Signing RPMs is supposed to be easy:

gpg --list-keys
cat > ~/.rpmmacros < <EOL
%_topdir /home/rob/rpmbuild
%debug_package %{nil}
%_signature gpg
%_gpg_name Rob A <me@totalnetsolutions.net>
%{__gpg} \
gpg --digest-algo=sha1 --batch --no-verbose --no-armor \
--force-v3-sigs --passphrase-fd 3 --no-secmem-warning -u "%{_gpg_name}" \
-sbo %{__signature_filename} %{__plaintext_filename}
EOL
rpm --resign

But there are a lot of caveats:

  1. If you run this on RHEL or CentOS or Scientific Linux 6.x and have an RSA, rather than a DSA, GPG key, any older systems (5.x or 4.x) won’t be able to properly decode the signatures. If you have a DSA key (and only v6+), the --force-v3-sigs is enough.
  2. If you run this on RHEL or CentOS 5.x, you need to remove the “–force-v3-sigs” option from the .rpmmacros line
  3. http://technosorcery.net/blog/2010/10/10/pitfalls-with-rpm-and-gpg/ is a bit wrong – RSA keys don’t always work, DSA do (there’s apparently a RHN KB article about this, if you have support and licenses to read it.

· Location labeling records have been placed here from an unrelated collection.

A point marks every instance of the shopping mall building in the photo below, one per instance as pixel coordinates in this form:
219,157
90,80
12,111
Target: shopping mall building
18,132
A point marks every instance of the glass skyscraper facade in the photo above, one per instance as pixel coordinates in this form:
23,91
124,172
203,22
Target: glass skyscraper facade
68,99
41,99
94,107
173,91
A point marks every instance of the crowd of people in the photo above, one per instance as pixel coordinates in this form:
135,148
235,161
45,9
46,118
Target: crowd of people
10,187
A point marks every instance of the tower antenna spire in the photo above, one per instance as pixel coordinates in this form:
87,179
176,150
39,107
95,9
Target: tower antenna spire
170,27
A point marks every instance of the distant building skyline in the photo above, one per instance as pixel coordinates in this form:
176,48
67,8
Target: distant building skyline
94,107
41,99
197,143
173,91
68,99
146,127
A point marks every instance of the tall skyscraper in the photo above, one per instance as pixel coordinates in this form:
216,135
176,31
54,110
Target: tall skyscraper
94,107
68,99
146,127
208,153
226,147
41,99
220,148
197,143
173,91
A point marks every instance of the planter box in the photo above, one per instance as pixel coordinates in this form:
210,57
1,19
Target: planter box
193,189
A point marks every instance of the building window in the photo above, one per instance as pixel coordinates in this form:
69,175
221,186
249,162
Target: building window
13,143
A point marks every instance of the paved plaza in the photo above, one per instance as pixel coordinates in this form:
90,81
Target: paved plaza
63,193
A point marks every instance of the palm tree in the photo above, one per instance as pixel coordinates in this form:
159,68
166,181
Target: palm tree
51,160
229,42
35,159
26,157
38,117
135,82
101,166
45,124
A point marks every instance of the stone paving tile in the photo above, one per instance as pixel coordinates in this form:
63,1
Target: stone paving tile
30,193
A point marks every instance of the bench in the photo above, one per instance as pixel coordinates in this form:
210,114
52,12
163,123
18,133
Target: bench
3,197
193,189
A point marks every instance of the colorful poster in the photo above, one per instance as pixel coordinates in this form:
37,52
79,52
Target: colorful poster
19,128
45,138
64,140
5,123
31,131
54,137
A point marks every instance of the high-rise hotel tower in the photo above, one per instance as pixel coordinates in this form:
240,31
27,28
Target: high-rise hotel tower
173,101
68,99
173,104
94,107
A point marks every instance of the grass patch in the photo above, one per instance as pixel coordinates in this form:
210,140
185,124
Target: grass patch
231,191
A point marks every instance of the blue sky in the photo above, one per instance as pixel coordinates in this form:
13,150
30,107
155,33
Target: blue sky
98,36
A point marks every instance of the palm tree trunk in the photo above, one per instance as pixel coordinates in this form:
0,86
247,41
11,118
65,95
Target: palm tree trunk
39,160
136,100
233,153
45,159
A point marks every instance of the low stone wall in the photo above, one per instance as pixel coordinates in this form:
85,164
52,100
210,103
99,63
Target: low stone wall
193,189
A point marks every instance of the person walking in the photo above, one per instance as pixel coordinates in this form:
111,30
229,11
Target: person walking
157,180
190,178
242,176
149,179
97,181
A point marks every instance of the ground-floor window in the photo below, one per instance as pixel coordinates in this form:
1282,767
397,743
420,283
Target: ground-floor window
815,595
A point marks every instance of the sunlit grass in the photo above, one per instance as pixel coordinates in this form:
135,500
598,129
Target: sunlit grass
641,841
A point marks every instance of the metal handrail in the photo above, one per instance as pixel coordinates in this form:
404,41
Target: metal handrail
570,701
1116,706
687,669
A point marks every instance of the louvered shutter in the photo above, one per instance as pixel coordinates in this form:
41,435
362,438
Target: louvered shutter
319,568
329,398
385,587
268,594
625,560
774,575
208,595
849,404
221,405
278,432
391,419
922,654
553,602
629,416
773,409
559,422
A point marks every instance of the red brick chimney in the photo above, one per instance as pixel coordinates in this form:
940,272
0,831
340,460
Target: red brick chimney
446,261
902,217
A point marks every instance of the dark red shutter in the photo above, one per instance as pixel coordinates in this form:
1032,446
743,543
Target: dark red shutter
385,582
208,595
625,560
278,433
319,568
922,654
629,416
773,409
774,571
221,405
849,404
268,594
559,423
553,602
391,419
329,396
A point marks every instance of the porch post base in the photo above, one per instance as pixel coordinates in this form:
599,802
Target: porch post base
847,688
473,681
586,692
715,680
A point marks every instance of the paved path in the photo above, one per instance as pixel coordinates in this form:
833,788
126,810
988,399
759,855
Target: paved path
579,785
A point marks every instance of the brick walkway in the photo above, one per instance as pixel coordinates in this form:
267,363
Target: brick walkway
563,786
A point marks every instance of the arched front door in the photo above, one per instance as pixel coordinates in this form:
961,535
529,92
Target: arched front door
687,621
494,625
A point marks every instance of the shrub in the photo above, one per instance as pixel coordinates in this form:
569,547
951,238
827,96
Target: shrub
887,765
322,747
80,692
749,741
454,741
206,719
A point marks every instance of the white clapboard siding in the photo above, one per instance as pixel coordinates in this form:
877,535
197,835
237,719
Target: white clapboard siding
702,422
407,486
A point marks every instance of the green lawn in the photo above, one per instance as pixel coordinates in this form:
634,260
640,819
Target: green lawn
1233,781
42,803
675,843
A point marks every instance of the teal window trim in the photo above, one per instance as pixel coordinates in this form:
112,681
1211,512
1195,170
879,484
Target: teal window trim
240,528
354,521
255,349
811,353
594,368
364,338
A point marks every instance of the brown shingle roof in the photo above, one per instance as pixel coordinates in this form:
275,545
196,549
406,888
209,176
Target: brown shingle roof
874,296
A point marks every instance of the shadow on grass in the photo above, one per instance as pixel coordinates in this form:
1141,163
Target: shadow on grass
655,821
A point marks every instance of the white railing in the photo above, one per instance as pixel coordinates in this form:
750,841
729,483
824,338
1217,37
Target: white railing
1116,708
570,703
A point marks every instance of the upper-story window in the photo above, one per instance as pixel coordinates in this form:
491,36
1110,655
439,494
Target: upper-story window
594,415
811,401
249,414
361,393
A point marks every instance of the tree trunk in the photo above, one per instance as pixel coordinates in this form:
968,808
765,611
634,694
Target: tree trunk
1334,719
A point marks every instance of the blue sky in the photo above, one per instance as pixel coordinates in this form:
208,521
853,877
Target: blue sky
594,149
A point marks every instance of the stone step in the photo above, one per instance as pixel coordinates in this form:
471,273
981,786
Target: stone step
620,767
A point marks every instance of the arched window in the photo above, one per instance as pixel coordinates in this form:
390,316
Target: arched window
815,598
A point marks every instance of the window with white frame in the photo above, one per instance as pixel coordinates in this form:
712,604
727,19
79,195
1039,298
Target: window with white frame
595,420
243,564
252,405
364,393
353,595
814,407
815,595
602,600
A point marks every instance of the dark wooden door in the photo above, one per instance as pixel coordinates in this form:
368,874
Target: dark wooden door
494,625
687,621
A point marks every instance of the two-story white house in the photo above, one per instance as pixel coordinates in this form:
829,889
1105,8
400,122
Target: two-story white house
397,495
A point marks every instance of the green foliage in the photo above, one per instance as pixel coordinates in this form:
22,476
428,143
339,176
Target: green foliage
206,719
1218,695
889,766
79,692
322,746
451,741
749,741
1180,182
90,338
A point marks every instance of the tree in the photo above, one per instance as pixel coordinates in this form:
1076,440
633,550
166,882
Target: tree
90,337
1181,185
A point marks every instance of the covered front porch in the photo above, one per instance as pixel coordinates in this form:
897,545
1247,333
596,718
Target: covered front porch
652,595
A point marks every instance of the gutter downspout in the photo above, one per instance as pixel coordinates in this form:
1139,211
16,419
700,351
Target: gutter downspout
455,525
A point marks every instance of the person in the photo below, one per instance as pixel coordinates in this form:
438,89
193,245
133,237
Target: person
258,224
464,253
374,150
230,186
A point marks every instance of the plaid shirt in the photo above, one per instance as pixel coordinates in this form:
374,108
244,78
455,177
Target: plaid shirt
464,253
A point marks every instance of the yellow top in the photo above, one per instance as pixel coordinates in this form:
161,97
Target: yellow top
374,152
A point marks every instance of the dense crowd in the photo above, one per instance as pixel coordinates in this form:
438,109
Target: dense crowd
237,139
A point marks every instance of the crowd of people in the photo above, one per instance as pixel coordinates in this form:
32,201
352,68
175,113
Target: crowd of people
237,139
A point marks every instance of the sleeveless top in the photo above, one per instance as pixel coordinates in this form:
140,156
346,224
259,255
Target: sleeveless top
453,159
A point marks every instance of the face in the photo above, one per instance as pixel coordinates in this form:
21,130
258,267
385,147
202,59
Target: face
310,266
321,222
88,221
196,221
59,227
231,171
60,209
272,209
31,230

I don’t right now).
  4. RHEL / CentOS / Scientific Linux 7 won’t accept (without warning) RPMs signed with weak keys (or weak digests, in some cases, like sha1)

So, based on the systems you’re trying to build your package for, ensure the signing key you’re using and the digest algorithm you’re using, are supported across all the versions you expect to support… or build multiple RPMs, and put them in separate repos for each OS version.